First, create a project and name it so you know what kind of project it is. Naming is important.

A project combines all of the steps in solving a problem, from preprocessing of datasets to model building, evaluation and deployment. Using projects makes it easy to collaborate with others.


Upload the car damage dataset to the platform

  1. Navigate to the Datasets view and click New dataset.

  2. Copy the link below:
    https://storage.googleapis.com/bucket-8732/car_damage/preprocessed.zip

  3. Paste the link to the Import data from URL box. The zip includes the whole dataset.

  4. When done, name the dataset Car damage classifier and click Done.

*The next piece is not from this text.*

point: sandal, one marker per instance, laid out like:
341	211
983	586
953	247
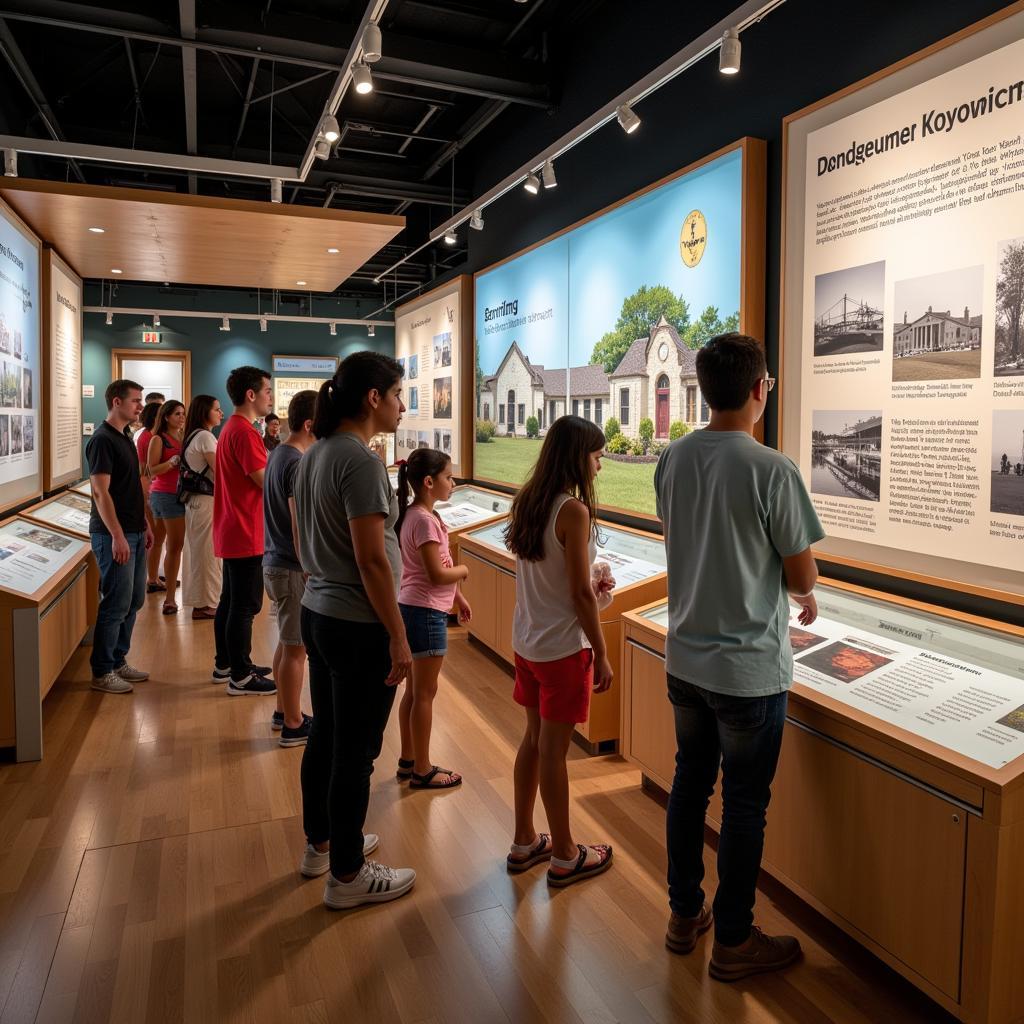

Create subsets of the car damage dataset

The subset column, containing a T or a V, indicates if the row should be used for training or validation. The split between training and validation data is approximately 80% and 20%. This column was created during the preprocessing of the raw data.

Even though it is possible to use the default subsets created by the platform when you upload the data, it is more advantageous to create a conditional split based on the subset column. For this dataset, there is no separate labeled test subset, in case you want to analyze the performance of the deployed model outside the platform. Instead, you can compare the model predictions with the ground truth provided with the predefined validation subset.

  1. Delete the default subsets Training and Validation by clicking the Subsets options menu (…​) then Delete.

  2. Click New subset and name the training subset Training. Then click Add conditional filter and set Feature to subset, Operator to is equal to, and Value to T.

  3. Repeat the procedure for a new Validation subset and set Feature to subset, Operator to is equal to, and Value to V.

tut7 3
Figure 2. Training subset
tut7 4
Figure 3. Validation subset

Normalize on training subset

Select the Training subset that you have created in Normalize on subset.

Save the dataset

You’ve now created a dataset ready to be used in the platform. Click Save version and click Use in new experiment.

tut7 5
Figure 4. Saved processed car damage dataset.

Use a pretrained snippet

  • Name the experiment in the Experiment wizard.

  • Make sure that the Car damage classifier dataset is selected in the Define dataset tab.

  • Click on the Choose snippet tab and select the EfficientNet B0 snippet.

  • Click on the Initialize weights tab. Select ImageNet for pretrained data.

  • Click Create.

The EfficientNet B0 blocks will be added to the Modeling canvas. You can expand and collapse the EfficientNet BO group at any time by clicking + or -.


Run experiment

Before you run the experiment click the Settings tab and change the Learning rate to 0.0005.

Now, everything is set up, so just click Run.


Analyze the experiment

Go to the Evaluation view. Since the model solves a classification problem, a confusion matrix is displayed. The top-left to bottom-right diagonal shows correct predictions. Everything outside this diagonal are errors.

tut7 6

Note that metrics are based on the validation subset which only consists of 20% of the original dataset.

Click the dropdown next to Cells and select Percentage. The normalized values that are now displayed correspond to the recall for each class.

The recall values clearly indicate that the model has learned the features in the images.

tut7 7
Figure 5. Model evaluation — Normalized confusion matrix

Analyzing the model in a Jupyter Notebook

If you are familiar with Python, you can analyze the model predictions on the validation subset using this Jupyter Notebook.

  1. Start the Jupyter Notebook:
    $ jupyter notebook car_damage_analysis.ipynb

  2. Install Sidekick and any other required Python packages.

  3. Update the path your dataset (zip file), URL, and token for your deployment.

  4. Run the notebook.


Deploy the trained model

In the Deployment view click New deployment and select experiment and checkpoint.

Click the Enable switch to deploy the experiment. You can now call your deployed experiment using the Url and Token. For example when you build your own app with Bubble.


Tutorial recap

Using transfer learning with pretrained weights, you have saved hours of training time and created a better performing than would have been possible if you had trained the model from scratch.